Avant toute chose, vous devez recueillir l’accord du salarié concerné. Le refus de ce dernier ne peut en aucun cas justifier de mesures discriminatoires à son encontre, ni une sanction ou un licenciement.

Cet accord se concrétise par la rédaction d’un avenant à son contrat de travail. Ce dernier doit préciser notamment le travail confié, les horaires et le lieu de travail dans l’entreprise utilisatrice.

Il est également nécessaire de formaliser le prêt par une convention de mise à disposition signée par les deux entreprises, prêteuse et utilisatrice. Cette convention (une par salarié) permet notamment de préciser les modalités du prêt, en particulier les montants qui seront facturés.
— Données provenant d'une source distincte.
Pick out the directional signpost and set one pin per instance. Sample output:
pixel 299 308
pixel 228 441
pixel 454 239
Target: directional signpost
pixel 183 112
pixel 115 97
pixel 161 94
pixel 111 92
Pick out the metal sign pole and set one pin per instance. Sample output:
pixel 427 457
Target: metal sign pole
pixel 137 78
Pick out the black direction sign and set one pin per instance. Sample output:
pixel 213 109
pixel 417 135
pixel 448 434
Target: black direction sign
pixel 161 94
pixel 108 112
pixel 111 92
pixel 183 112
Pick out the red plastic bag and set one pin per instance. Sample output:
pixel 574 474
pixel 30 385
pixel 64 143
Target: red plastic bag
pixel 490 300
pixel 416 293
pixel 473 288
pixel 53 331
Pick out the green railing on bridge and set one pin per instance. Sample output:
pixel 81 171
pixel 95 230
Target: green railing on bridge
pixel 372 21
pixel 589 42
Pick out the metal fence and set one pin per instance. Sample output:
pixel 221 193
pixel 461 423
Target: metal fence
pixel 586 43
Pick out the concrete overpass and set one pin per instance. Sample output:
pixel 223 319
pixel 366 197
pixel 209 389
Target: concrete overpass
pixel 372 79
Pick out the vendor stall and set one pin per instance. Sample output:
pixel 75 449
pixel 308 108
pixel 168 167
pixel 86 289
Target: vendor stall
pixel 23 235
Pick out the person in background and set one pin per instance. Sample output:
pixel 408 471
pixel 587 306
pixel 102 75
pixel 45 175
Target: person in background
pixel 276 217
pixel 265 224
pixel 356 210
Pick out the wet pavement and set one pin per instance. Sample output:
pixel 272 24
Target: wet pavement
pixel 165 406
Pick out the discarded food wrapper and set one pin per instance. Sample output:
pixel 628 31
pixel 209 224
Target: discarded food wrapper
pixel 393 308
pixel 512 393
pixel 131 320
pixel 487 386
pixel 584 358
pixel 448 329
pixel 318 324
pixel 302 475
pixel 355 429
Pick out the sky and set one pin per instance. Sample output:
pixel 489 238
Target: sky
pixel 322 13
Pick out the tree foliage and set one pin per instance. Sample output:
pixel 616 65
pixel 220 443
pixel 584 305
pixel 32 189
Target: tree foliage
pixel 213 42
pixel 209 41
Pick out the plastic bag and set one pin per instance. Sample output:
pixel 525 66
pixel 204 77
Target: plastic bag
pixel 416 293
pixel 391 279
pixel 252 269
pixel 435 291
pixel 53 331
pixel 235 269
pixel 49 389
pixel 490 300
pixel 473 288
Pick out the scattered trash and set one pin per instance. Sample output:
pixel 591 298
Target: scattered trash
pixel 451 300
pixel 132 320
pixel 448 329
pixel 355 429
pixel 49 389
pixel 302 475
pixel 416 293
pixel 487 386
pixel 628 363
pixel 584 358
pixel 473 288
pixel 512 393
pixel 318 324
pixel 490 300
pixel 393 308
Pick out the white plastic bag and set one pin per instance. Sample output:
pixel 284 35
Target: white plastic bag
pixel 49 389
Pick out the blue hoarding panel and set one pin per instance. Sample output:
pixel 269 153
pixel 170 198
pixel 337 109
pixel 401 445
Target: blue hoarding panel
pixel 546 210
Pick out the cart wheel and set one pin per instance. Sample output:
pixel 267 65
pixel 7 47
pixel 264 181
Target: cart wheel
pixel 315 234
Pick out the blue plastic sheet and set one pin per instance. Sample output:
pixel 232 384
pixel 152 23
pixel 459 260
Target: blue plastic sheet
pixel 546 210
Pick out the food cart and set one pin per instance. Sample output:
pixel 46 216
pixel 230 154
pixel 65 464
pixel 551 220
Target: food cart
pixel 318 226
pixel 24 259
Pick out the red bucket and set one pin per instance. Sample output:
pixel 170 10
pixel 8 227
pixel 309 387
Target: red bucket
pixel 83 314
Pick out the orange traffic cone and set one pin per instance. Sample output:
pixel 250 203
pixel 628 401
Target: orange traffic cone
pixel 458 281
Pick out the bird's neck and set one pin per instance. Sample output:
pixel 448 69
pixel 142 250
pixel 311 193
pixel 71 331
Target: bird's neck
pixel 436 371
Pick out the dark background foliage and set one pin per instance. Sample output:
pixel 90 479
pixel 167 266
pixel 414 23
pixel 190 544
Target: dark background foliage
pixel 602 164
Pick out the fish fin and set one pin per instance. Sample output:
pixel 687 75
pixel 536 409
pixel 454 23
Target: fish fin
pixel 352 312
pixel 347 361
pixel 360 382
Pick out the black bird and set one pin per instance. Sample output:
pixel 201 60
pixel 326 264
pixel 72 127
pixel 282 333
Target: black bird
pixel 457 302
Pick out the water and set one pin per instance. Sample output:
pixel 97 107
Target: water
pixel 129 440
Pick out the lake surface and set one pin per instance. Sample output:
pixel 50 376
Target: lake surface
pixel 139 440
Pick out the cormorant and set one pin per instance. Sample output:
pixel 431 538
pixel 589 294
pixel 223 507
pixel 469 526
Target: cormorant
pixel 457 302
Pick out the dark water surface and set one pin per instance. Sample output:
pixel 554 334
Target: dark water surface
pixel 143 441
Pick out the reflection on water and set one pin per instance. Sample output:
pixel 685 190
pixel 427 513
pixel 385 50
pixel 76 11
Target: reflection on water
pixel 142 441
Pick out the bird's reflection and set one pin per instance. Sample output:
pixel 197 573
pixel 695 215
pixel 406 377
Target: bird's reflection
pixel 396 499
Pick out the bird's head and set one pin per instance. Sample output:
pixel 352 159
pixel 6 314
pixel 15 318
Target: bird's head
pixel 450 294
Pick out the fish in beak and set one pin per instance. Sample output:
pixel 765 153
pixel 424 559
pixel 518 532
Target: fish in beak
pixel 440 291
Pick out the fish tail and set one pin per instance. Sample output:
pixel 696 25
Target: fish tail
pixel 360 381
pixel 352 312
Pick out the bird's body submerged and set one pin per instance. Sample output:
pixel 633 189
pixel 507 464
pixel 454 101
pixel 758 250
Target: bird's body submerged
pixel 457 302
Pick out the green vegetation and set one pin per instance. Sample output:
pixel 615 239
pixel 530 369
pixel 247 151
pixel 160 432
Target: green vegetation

En outre, les deux entreprises, prêteuse et utilisatrice, doivent procéder à la consultation de leur CSE sur ce point.

Statut du salarié

Le salarié concerné par la mise à disposition bénéficie d’un statut protecteur :

  • Maintien de son contrat avec l’employeur prêteur
  • Réintégration dans son poste (ou un poste équivalent) à la fin de la période de prêt
  • Maintien de son statut de salarié protégé s’il exerce un mandat

Dans l’entreprise utilisatrice, il a accès à toutes les installations collectives, notamment le restaurant d’entreprise, les moyens de transport…

 

COVID-19 et prêt de main d’œuvre

Dans le cadre de la crise sanitaire de la Covid-19, différentes mesures ont été mises en place pour favoriser les prêts de main d’œuvre pendant cette période. Un certain nombre d’entreprises sont en effet en baisse d’activité voire en fermeture totale, alors que d’autres ont vu leur activité augmenter et prévoient même d’embaucher.

Le prêt de main d’œuvre est alors une solution intéressante. Elle répond aux besoins des entreprises en demande de main d’œuvre tout en évitant le chômage partiel dans les sociétés les plus touchées.

Ces mesures dérogatoires permettent :

  • La mise en place d’une seule convention de mise à disposition pour plusieurs salariés
  • L’avenant au contrat de travail peut prévoir uniquement un volume horaire hebdomadaire. Les horaires précis sont ensuite fixés directement avec l’entreprise utilisatrice et en accord avec le salarié
  • L’entreprise prêteuse peut quand même recourir à l’activité partielle sans que cela ne remette en cause le caractère non lucratif du prêt pour l’entreprise utilisatrice

Elles sont applicables jusqu’au 30 juin 2021.